The scenes will cover Jobs backstage prior to the unveiling of Mac, NeXT, and the original iPod, and although other details remain scarce at this point, the unconventional format is certainly one which will ramp up the intrigue.

jOBS-movie

Sorkin, the screenwriter of the last big tech film in The Social Network, which detailed the rise of Mark Zuckerberg and Facebook, will be competing against another movie in which Jobs will be the protagonist. Produced by Inferno Entertainment, the other movie stars Punk’d punk Ashton Kutcher, and is showing right now in Cannes.

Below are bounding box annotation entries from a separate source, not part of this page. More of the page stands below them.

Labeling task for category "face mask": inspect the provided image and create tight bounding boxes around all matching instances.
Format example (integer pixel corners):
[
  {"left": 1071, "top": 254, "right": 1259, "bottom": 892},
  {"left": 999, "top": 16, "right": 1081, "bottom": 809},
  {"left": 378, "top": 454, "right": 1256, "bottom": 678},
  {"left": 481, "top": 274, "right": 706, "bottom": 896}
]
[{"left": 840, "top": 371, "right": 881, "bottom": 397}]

While we’d probably rate Sorkin’s offering as by far the most anticipated, both movies will undoubtedly be viewed by millions, and I only hope they each manage to do justice to one of the greatest innovators of our time. Not only did he bring some of the most iconic products to market in the iPod, iPhone and iPad, but his personality and mannerisms were also one of a kind, and as such, tech fans far and wide will be hoping these two movies are as entertaining as they should be.

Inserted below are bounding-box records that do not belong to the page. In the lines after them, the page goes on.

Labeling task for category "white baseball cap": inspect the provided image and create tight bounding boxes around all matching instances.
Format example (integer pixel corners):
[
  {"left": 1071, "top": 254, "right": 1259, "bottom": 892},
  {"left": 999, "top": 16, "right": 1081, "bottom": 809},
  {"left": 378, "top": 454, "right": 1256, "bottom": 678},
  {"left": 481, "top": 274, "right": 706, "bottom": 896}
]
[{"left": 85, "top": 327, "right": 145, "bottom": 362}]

With Kutcher already pictured as looking like a legit twenty-something Jobs, one has to wonder who Sorkin has lined up to take the role of the late, great orator in the Sony-backed iteration. Regardless of who takes on the burden of playing Mr. Apple though, the format suggests we’re going to get a good look at the work and creativity which has driven the company’s products, rather than a mere tell-all biography, which is great news for those of us that love our tech. Besides, we’ve already had the Jobs life story as told by Walter Isaacson, and since Jobs is said to have been rather temperamental in the build-up to some of his keynote speeches, the movie looks set to take on a very exciting prose.